1. Developing vocabulary in science

  • Word of the week: our past favourites include anthropomorphise, obfuscate and predilection as well as osmosis, threshold frequency and velocity. Sixth formers love this as much as Y4s do. At secondary level be clear about which words they must learn specific definitions of for their exams — those are such easy marks to get but only if you’ve put in the time to learn them. They will need reviewing regularly.
  • Topic start sheet: we give our pupils a topic start sheet, which includes the key terms for the topic, and ask them to RAG the words (Red = don’t know it, Amber = have an idea but not sure how to explain, Green = can tell you what it means). This gives you an idea of pupils’ prior knowledge, familiarises them with the words and gets them starting to wonder what they mean…
  • Glossary: in the back of their book, ask pupils to write the formal definition along with a picture to help them remember the meaning, and an example of how to use the word in a sentence. I’d give out merits and even make phone calls home when pupils do this for words that weren’t suggested in the lesson.
  • Playing around with root words: I love giving pupils a list of Greek and Latin root words and asking them to decipher ‘mystery words’ that they’ve never come across.
  • Write stories: using all of the key words. They will need support with planning their writing.
  • Spelling tests: the lower the stakes, the better. Mix up new words with words from previous lessons and even topics to review them regularly (cf Deans for Impact report: interleaving). Little and often best I think.
  • Reading: SO IMPORTANT. Choose some words from the text that you will focus on. Ideally some that are science-specific and some that are not.

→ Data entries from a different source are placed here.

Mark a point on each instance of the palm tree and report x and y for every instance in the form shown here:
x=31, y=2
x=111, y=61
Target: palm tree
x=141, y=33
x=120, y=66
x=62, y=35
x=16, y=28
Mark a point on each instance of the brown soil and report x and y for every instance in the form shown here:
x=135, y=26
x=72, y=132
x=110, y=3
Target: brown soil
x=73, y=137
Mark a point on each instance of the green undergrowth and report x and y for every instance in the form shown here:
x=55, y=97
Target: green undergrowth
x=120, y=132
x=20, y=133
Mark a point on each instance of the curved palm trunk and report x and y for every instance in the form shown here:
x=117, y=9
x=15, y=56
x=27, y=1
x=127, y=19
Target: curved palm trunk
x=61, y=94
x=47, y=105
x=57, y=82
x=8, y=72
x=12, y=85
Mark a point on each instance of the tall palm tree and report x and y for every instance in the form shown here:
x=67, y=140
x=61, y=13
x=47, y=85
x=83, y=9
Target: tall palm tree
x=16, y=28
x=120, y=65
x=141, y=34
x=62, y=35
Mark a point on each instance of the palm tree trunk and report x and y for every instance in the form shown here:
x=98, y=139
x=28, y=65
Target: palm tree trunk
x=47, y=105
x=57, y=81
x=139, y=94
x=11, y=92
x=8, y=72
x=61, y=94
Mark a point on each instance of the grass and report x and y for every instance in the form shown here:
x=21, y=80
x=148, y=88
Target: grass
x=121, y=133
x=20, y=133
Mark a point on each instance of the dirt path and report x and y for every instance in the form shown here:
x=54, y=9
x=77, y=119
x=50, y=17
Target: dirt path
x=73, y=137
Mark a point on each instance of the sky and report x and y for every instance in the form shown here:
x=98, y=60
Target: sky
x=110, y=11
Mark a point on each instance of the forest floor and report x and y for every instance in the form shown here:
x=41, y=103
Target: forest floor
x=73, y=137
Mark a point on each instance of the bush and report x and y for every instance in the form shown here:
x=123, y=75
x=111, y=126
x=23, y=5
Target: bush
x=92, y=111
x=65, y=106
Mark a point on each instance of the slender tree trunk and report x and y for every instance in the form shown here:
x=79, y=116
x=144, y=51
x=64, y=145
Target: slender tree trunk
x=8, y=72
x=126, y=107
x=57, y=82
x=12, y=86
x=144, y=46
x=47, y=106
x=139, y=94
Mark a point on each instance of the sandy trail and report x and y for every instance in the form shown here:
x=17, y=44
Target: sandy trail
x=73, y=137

See my previous post on how I start lessons for more ideas, e.g. correct the incorrect spellings, spot the odd one out, etc. — developing vocabulary is something I spend a great deal of time on.

2. Developing speaking in science

  • Sentence starters: provide these on the board or on conversation cards to discuss a question / review new learning.
  • Concept cartoons: are a valuable way of stimulating discussion.
  • Use the key words in a sentence: take it in turns to use each one in a sentence.
  • Repeating back: repeating what the pupil said word-for-word sometimes helps them to identify how to improve a sentence.
  • Clear expectations: as with everything but I think more so with speaking, you need a clear purpose, time limits and guidance to keep pupils on task and getting the most out of it.

Writing this list makes me realise this is an area I should think about more and develop!

3. Developing reading comprehension in science

There is some interesting research on the difficulties that pupils have with language in science and how to overcome them — see the chapter on this in Good Practice in Science Teaching: What Research has to Say.

  • DARTS (Directed Activities Related to Texts): this is another example of where I learnt something from a colleague in the English department! In this case it was a fellow ITE tutor, who we invited to run a workshop for our science trainees on developing literacy. The idea behind them is that they develop comprehension, either by getting pupils to analyse or reconstruct text (see p.265 of this epic document, where the below table comes from, for more on these).
  • Interpreting images and data: scientific writing is often accompanied by images (illustrations, photos) and data (tables, graphs). Children need to be taught to interpret these to help understand the writing.
  • Re-reading: many children are more used to reading fiction, which they often race through to find out what happens next! Non-fiction often requires re-reading, pausing to think and relate to prior knowledge, to consider whether you’ve understood what you’ve read and to think of questions you’d ask about it. In other words, it’s reflective. Pupils need to know this, and this is where reading together, with the teacher narrating their thoughts and asking questions to model reflective reading can help.
  • Questions: read in lessons, and prepare questions about the text. Some about the factual content, some more analytical about how and why, others about opinions. Making meaning is an important part of developing understanding and learning something new.
  • Inferring meaning of new words: ask pupils to start by skimming the text and underlining words that they are unsure about the meaning of. Then ask them to try to work out what they mean from the context, before sharing the definitions (to add to the glossary). They will often find that they can infer quite a lot — and be clear that this is a good approach, but it’s often worth double-checking in the dictionary.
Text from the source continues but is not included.